T2T chrm13 genome mapping with highly unmapped reads AND parameters tuning didn't work
gnilihzeux opened this issue · comments
Dear author,
There are very high ratio unmapped reads for 'too short' and 'other' while mapping to T2T chrm13
genome, but it worked for hg19 genome. BWT, there is a 83% reads mapping to T2T with bowtie2.
Our data is RNA-seq with ribosome fractions.

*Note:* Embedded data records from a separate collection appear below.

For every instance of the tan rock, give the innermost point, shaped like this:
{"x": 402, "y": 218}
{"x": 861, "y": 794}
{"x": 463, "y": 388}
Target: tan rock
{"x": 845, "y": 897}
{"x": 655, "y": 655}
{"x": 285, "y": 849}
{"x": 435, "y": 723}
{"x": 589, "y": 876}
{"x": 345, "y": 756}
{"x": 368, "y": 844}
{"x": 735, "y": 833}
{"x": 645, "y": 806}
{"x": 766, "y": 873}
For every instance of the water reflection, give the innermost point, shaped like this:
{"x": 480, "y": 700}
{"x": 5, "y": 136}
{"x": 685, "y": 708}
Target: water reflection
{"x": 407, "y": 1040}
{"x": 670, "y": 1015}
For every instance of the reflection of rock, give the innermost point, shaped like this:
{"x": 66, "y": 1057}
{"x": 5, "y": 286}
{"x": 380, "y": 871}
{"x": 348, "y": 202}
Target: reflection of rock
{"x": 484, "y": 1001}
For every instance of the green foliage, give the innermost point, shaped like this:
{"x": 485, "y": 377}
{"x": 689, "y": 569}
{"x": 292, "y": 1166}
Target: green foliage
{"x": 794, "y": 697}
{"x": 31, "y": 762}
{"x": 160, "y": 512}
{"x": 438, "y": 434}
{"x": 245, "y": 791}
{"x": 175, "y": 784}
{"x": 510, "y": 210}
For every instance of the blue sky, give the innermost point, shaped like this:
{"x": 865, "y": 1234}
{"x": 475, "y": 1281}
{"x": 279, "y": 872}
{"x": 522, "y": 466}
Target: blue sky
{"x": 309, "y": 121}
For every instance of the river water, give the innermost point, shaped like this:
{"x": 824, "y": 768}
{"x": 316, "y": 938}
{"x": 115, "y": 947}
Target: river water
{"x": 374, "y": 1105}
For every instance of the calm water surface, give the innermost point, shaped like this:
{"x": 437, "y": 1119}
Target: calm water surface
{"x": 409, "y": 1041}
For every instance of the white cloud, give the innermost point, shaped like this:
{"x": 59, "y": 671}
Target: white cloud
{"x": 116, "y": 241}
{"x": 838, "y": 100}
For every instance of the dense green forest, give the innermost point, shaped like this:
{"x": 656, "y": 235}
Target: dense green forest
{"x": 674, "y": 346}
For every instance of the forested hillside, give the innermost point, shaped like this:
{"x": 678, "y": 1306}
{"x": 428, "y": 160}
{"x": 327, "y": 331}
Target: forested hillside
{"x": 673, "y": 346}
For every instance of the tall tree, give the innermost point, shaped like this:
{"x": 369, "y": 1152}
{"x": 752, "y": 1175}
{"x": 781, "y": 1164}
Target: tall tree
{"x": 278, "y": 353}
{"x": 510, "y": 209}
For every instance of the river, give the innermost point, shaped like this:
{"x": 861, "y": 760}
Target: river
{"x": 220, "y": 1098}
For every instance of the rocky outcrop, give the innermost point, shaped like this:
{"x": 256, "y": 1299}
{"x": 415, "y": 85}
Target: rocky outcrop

Our group had modified some parameters related to repeats, including --winAnchorMultimapNmax
higer, --outFilterMultimapNmax
higher, --alignIntronMin 1
. But all tunes didn't work.
What parameters should been set?
Thanks a lot.
The logs are follow:
T2T
Started job on | Jan 25 02:22:54
Started mapping on | Jan 25 02:23:47
Finished on | Jan 25 02:43:58
Mapping speed, Million of reads per hour | 108.31
Number of input reads | 36434753
Average input read length | 283
UNIQUE READS:
Uniquely mapped reads number | 2537986
Uniquely mapped reads % | 6.97%
Average mapped length | 278.61
Number of splices: Total | 1204395
Number of splices: Annotated (sjdb) | 1136229
Number of splices: GT/AG | 1164313
Number of splices: GC/AG | 9637
Number of splices: AT/AC | 1101
Number of splices: Non-canonical | 29344
Mismatch rate per base, % | 0.48%
Deletion rate per base | 0.09%
Deletion average length | 1.85
Insertion rate per base | 0.04%
Insertion average length | 1.37
MULTI-MAPPING READS:
Number of reads mapped to multiple loci | 456923
% of reads mapped to multiple loci | 1.25%
Number of reads mapped to too many loci | 190199
% of reads mapped to too many loci | 0.52%
UNMAPPED READS:
% of reads unmapped: too many mismatches | 0.06%
% of reads unmapped: too short | 48.17%
% of reads unmapped: other | 43.03%
CHIMERIC READS:
Number of chimeric reads | 26935
% of chimeric reads | 0.07%
hg19
Mapping speed, Million of reads per hour | 230.11
Number of input reads | 36434753
Average input read length | 283
UNIQUE READS:
Uniquely mapped reads number | 8063144
Uniquely mapped reads % | 22.13%
Average mapped length | 285.69
Number of splices: Total | 1959408
Number of splices: Annotated (sjdb) | 1133733
Number of splices: GT/AG | 1246660
Number of splices: GC/AG | 36075
Number of splices: AT/AC | 2267
Number of splices: Non-canonical | 674406
Mismatch rate per base, % | 0.39%
Deletion rate per base | 0.12%
Deletion average length | 1.18
Insertion rate per base | 0.02%
Insertion average length | 1.12
MULTI-MAPPING READS:
Number of reads mapped to multiple loci | 27457561
% of reads mapped to multiple loci | 75.36%
Number of reads mapped to too many loci | 13369
% of reads mapped to too many loci | 0.04%
UNMAPPED READS:
% of reads unmapped: too many mismatches | 0.07%
% of reads unmapped: too short | 2.32%
% of reads unmapped: other | 0.09%
CHIMERIC READS:
Number of chimeric reads | 614048
% of chimeric reads | 1.69%
Hi @gnilihzeux
I would recommend exploring the reads that were mapped by bowtie2 and not mapped by STAR.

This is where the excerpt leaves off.